Introduction

When I started learning about linear regression, my first thought was that this kind of technique is too simple to be commonly used. I thought the purpose of that linear regression lesson was educational more than practical.

It appears I was completely wrong! Not only is it used frequently, it is also a fundamental concept a lot of techniques are built on (as detailed on this website).

As with any tools/techniques, there are cirumstances where using linear regression is a good idea and others where it simply will not work. But how to know when to use linear regressions? Is there anything to be aware of before considering using it?

But let us talk about a few ideas to apprehend before answering those questions

Key concepts

Dependent Variable

It is a variable which has a value that depends on the value of other variables. That dependence is established by the hypothesis tested in the experiment. It can be called $Y$ (as in $Y = A+BX$), or “target variable”.

Independent Variable

On the other hand, an independent variable does not depend on any other variable (in the scope of the experiment). It is the $X$ in $Y = A+BX$, or “predictor variable”.

Covariance

It is a measurement that assesses the relation between two variables.

$$\sigma_{XY} = \dfrac{1}{n}\displaystyle\sum_{i=1}^{n}(x_i -\mu_x)(y_i — \mu_y)$$

  • $\sigma_{XY}$ = Covariance between $X$ and $Y$
  • $x_i$ = $i^{th}$ element of $X$
  • $y_i$ = $i^{th}$ element of $Y$
  • $n$ = number of data points ($X$ and $Y$ must have the same number of data points)
  • $\mu_x$ = mean of the independent variable $X$
  • $\mu_y$ = mean of the dependent variable $Y$

When $\sigma_{XY}$

  • is positive, the variables are positively related.
  • is negative, they are negatively related.
  • is null, there is no linear relationship between those variables.

Unfortunately, $\sigma$ is not standardised and ranges from -$\infty$ to +$\infty$. Therefore $\sigma_{XY}$ > $\sigma_{AB}$ does not mean the relationship between XY is stronger than the relation between AB. To compare variables, we need another measurement:

Correlation

By standardizing covariance by a measure of variability in the data, we get a metric which is consistent throughout the dataset, and which can be intuitively interpreted. For example, uisng Pearson correlation coefficient:

$$ r = \frac{\sum_{i=1}^{n}(x_i -\mu_x)(y_i — \mu_y)} {\sqrt{\sum_{i=1}^{n}(x_i — \mu_x)² \sum_{i=1}^{n}(y_i-\mu_y)²}}$$

  • $r$ = Pearson Correlation Coefficient
  • $x_i$ = $i^{th}$ element of $X$
  • $y_i$ = $i^{th}$ element of $Y$
  • $n$ = number of data points ($X$ and $Y$ must have the same number of data points)
  • $\mu_x$ = mean of the independent variable $X$
  • $\mu_y$ = mean of the dependent variable $Y$

$r$ varies between -1 and 1.

Coefficient of Determination

$R²$, the coefficient of determination is a measure that assesses the goodness of fit of a regression model.

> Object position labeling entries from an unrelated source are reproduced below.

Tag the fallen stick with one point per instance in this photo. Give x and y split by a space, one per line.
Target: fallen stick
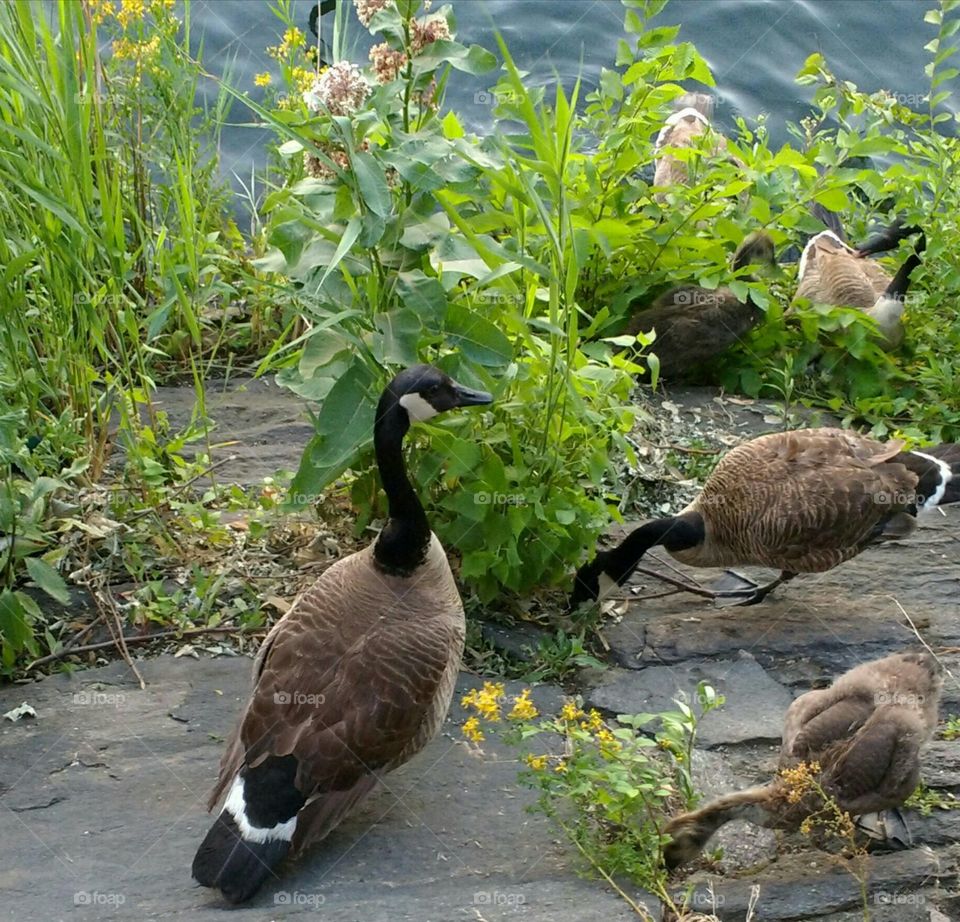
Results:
142 638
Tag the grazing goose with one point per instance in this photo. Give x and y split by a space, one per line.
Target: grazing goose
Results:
865 731
694 324
831 272
352 681
683 128
799 502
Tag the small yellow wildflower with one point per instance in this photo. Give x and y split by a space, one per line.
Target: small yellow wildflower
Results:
571 713
594 722
302 79
485 701
129 11
523 707
471 730
100 10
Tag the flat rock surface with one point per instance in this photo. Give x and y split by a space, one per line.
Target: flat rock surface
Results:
103 793
754 708
104 807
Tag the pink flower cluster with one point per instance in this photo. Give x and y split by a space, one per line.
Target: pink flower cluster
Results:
341 89
366 9
428 31
387 63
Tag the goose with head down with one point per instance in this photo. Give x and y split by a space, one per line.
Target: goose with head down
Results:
832 272
865 732
694 324
352 681
799 502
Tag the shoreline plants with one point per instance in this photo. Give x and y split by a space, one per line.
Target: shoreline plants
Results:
391 233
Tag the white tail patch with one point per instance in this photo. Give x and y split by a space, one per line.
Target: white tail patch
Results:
418 409
236 806
811 243
946 475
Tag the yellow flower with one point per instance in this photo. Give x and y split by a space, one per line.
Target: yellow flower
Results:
594 722
293 38
302 79
570 712
523 707
485 701
129 11
100 10
471 730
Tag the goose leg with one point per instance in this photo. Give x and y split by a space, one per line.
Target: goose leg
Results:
754 596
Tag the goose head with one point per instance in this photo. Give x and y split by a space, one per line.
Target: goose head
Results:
756 249
423 391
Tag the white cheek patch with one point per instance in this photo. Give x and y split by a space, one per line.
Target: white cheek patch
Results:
417 408
809 249
608 586
678 117
236 807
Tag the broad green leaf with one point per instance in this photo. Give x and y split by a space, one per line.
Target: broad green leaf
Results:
372 183
344 427
48 579
478 339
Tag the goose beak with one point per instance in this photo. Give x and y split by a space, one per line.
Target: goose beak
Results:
468 397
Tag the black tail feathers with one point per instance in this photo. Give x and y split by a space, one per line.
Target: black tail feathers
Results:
234 865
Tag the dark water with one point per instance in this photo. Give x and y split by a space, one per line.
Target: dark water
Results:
754 48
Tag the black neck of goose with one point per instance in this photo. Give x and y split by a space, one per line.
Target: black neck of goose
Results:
675 533
900 283
402 545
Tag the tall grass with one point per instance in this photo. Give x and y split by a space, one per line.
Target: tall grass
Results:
109 215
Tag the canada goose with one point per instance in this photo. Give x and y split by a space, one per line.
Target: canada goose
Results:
683 128
352 681
832 272
865 731
694 324
799 502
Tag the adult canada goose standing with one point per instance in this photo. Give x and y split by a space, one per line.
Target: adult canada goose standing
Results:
694 324
799 502
352 681
684 128
865 731
832 272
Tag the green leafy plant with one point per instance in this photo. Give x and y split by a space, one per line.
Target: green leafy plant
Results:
610 787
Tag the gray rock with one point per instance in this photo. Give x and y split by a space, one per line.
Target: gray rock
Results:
754 708
811 886
106 795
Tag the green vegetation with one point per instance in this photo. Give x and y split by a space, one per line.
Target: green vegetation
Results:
610 788
389 234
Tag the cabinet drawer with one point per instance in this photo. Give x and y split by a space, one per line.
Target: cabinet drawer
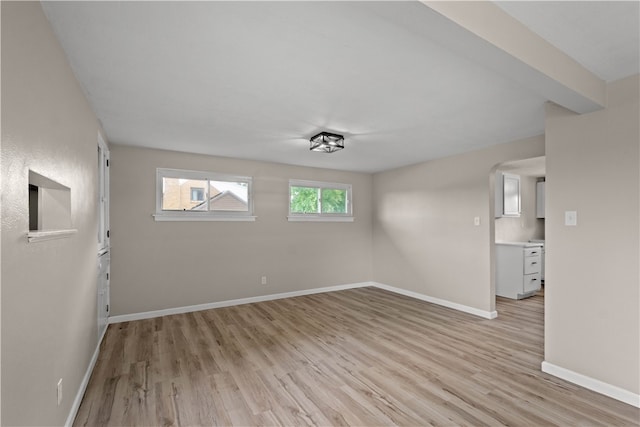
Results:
532 252
532 264
531 282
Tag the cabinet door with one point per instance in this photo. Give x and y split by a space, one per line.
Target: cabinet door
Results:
531 282
511 192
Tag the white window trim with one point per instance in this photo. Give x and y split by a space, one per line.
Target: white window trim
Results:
161 215
320 217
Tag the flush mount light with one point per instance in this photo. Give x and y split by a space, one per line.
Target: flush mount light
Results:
327 142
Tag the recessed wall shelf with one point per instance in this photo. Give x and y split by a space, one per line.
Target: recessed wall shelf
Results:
41 236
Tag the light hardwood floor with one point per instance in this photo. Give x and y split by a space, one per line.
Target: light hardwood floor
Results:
359 357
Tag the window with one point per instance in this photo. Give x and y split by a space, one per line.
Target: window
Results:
319 201
183 195
197 194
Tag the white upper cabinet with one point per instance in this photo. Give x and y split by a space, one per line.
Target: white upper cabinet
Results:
508 198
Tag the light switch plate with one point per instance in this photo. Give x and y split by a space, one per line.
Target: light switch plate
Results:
570 218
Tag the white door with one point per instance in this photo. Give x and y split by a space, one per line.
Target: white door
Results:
104 265
104 255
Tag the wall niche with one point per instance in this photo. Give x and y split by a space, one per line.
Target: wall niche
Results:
49 209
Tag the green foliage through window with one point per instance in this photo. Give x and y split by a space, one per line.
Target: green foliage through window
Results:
318 200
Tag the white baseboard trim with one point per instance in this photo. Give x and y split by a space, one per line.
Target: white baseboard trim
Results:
250 300
229 303
592 384
83 385
438 301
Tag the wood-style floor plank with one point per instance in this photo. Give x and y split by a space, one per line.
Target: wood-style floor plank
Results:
357 357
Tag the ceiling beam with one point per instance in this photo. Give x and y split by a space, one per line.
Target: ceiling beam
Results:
480 30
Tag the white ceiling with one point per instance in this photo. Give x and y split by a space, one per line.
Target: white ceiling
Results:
255 80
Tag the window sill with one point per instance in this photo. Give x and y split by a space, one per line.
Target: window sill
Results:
185 218
41 236
317 218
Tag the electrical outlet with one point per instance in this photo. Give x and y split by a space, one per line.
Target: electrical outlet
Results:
571 218
59 391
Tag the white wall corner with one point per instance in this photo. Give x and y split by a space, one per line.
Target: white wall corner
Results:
445 303
592 384
83 385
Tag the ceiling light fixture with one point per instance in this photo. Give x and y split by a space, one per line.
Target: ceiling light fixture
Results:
327 142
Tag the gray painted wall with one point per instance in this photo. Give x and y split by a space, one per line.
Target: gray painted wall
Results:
592 291
49 319
425 240
158 265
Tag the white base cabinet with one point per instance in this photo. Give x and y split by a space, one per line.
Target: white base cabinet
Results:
518 268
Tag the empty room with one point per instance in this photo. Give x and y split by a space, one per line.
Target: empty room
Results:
293 213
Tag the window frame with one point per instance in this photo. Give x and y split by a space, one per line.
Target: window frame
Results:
199 191
319 216
165 215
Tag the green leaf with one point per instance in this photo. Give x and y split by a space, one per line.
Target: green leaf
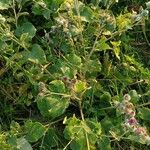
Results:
52 106
144 113
23 144
26 28
5 4
37 55
76 130
35 131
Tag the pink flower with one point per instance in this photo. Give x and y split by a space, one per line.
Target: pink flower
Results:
132 121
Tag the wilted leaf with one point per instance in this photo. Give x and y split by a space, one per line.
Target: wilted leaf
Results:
37 55
52 106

$$ \large R² = 1 — \dfrac{\sum_i(y_i — \hat y_i)²}{\sum_i(y_i — \overline y_i)²} $$

  • $\sum_i(y_i — \hat y_i)²$ is the residual sum of squared errors. It is the squared difference between $y$ and $\hat y$. The model does not explain this part of the error.
  • $\sum_i(y_i — \overline y_i)²$ is the total sum of squared error. It is the squared difference between $y$ and $\overline y$.

$R²$ can be seen as “1 — the proportion of variance that can not be explained by the model”. A perfect fit would therefore have a $R²$ of 1.

Assumptions

A linear regression is a parametric technique; it uses parameters induced by the data. Therefore, the data must fulfil several criteria. If those assumptions are violated, the prediction might be biased, or unreliable.

  • The variables have a linear relationship. A scatter plot of the data will quickly tell you if this is the case.
  • Residuals are normally distributed. A histogram or a Q-Q plot of the residuals will be able to tell you more about this.
  • Homoscedasticity of data. The residuals have a constant variance. A scatter plot of the residuals will reveal if this assumption holds.

Final notes

Although it might be the perfect tool for the job, and all the assumptions are met, extrapolating the regression equation to values out of the range of data analysed might be a bad idea. Predictions will be more reliable in the scope of the linear regression.

Correlation does not imply causation.

Trust your intuition! Some correlations are spurious, or due to chance. Look at this website to see a few of these improbable correlations.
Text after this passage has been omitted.